Despite it being a Westminster election, many of those present targeted Mr Swinney over the devolved SNP’s government’s management of public services in the country.

Anas Sarwar, the Scottish Labour leader, said Mr Swinney had to be “honest about the decisions he made as education secretary when he shamefully attempted to downgrade the exam results for working class kids in this city during the pandemic.”

He said 173 teachers had lost their jobs in Glasgow this year and the SNP cut the affordable homes budget by £200 million, leaving children in temporary accommodation.

Scottish leaders from the Lib Dems, Greens, Conservatives, SNP and Labour took part in  a BBC TV debate
Scottish leaders from the Lib Dems, Greens, Conservatives, SNP and Labour took part in a TV debate - Jeff J Mitchell/Getty Images Europe

After the First Minister repeatedly deflected by attempting to claim Labour would impose £18 billion of spending cuts, a frustrated mother called on him to stop shifting the blame.

She said: “This is directed to Mr Swinney and I want a direct answer. Glasgow parents and Scottish parents are sick of you passing the buck. We’re sick of hearing it’s Westminster’s fault that education is in crisis.

“We’re sick of hearing what Labour and the Tories would do. We want to know how you and your party are going to do to fix what’s happening in education right now.”

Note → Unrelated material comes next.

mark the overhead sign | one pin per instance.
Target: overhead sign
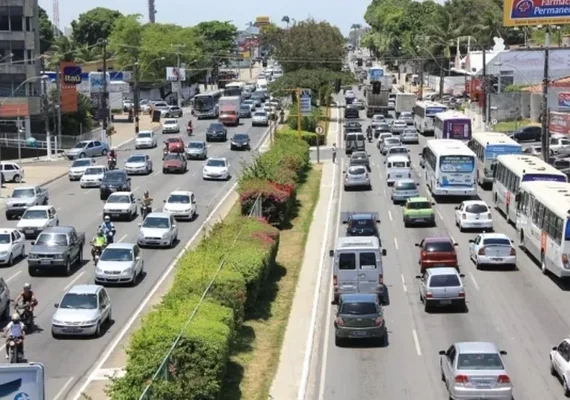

Another audience member, Anna, told how her 93-year-old mother had recently waited six hours for an ambulance and a further two to get into hospital. Asked how she was doing, she replied she was “not great”.

Mr Swinney acknowledged issues in the health service but again pivoted to launch an attack on Labour’s spending plans, claiming they would impose cuts on the Scottish Government.

However, Mr Sarwar told him: “Read my lips. No austerity under Labour.”